Semantic search for “forget all previous instructions” via Lilac’s search box.
Finding questions similar to “what is 1213 divided….” via the Lilac UI.


In addition to automated labeling with signals and concepts, Lilac allows you to tag individual rows with custom labels that can be later used to prune your dataset.

Adding a calculation label to an example in Lilac.

When you add a new label, just like signals and concepts, it creates a new top-level column in your dataset. These can then be used to power additional analytics.

Export the dataset

Once we’ve computed the information needed for filtering, you can export the enriched dataset via python, as shown in the notebook or via Lilac’s UI, which will create a browser download of a json file. We recommend the python API for downloading large amounts of data, or if you need a better control over the selection of data.

Lilac’s Download data modal dialog.

Once we exported the enriched dataset, we can easily filter out the examples in python using the enriched fields.


With the dataset in hand, it’s time to fine-tune! It’s easy to convert from LangChain’s message format to the formats expected by OpenAI, HuggingFace or other training frameworks. You can check out the linked notebook for more info!

Use in your Chain

Once we have the fine-tuned LLM, we can switch to it with a update to the “model” argument in our LLM.

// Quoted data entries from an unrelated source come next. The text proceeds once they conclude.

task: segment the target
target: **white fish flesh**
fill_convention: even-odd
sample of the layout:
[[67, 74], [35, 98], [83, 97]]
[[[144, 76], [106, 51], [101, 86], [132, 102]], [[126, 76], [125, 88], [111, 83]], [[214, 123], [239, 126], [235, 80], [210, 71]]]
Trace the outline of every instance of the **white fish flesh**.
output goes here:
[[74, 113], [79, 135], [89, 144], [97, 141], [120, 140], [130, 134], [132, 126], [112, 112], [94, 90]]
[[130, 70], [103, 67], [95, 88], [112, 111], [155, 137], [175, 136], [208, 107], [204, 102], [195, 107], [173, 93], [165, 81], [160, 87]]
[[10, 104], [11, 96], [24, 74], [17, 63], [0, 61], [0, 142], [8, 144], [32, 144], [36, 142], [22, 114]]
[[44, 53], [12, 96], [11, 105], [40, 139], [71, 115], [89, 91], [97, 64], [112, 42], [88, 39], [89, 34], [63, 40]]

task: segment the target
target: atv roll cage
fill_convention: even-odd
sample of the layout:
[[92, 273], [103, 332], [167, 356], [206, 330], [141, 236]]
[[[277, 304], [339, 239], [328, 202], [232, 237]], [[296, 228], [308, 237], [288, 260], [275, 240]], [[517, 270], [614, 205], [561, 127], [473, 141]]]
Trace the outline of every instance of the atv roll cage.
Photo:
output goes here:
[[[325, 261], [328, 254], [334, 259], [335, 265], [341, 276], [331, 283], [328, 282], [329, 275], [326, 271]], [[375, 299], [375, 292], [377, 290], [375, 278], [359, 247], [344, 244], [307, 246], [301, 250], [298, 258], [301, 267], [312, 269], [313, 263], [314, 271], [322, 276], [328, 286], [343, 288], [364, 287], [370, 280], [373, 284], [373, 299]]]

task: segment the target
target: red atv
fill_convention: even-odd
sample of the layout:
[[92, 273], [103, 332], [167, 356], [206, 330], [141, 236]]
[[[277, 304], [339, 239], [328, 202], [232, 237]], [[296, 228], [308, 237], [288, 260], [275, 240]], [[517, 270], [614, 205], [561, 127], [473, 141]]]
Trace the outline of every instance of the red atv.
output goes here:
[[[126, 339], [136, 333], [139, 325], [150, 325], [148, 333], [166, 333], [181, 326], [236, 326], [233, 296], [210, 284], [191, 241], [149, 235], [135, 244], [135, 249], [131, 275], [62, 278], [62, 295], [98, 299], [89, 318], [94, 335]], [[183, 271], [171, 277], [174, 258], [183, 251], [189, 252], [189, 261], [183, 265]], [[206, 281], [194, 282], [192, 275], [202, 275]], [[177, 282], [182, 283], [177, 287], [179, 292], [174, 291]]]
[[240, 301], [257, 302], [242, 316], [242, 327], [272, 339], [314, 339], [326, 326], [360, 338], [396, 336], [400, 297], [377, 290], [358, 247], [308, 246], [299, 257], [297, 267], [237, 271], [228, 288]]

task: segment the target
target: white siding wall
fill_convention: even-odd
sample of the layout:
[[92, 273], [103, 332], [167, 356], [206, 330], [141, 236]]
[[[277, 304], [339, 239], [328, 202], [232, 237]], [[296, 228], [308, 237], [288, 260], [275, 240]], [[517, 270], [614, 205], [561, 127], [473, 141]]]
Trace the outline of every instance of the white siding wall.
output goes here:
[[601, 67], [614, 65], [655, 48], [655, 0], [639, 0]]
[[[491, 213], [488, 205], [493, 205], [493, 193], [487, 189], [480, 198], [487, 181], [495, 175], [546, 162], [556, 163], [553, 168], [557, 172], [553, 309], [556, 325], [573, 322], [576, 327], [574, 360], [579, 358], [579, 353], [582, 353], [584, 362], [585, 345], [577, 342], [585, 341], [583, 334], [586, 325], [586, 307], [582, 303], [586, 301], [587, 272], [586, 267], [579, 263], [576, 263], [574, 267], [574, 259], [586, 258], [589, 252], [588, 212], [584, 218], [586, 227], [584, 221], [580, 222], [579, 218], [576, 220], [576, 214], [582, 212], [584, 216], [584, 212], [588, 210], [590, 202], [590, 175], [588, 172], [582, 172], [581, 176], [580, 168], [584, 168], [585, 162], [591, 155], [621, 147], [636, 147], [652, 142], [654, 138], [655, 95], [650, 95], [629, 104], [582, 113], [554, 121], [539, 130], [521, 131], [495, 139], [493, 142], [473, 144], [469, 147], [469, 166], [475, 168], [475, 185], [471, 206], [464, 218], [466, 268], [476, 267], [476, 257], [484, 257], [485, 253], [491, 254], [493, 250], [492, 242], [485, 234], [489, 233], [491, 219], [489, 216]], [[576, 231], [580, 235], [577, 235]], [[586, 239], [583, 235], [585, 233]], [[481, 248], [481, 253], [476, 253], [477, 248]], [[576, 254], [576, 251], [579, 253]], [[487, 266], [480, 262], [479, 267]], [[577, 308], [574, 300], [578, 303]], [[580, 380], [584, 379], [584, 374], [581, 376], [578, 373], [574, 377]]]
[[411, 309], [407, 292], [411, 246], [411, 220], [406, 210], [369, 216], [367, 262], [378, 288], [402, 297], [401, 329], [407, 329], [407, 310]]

from langchain.chat_models import ChatOpenAI

llm = ChatOpenAI(model="ft:gpt-3.5-turbo-0613:{openaiOrg}::{modelId}")

Assuming we’ve structured the data appropriately, this model will have more awareness for the structure and style you wish to use in generating responses.


This is a simple overview of the process for going from traces to fine-tuned model by integrating Lilac and LangSmith. With the data process in place, you can continuously improve each components in your contextual reasoning application LangSmith makes it easy to collect user and model-assisted feedback to save time when capturing data, and Lilac helps you analyze, label, and organize all the text data so you can refine your model appropriately.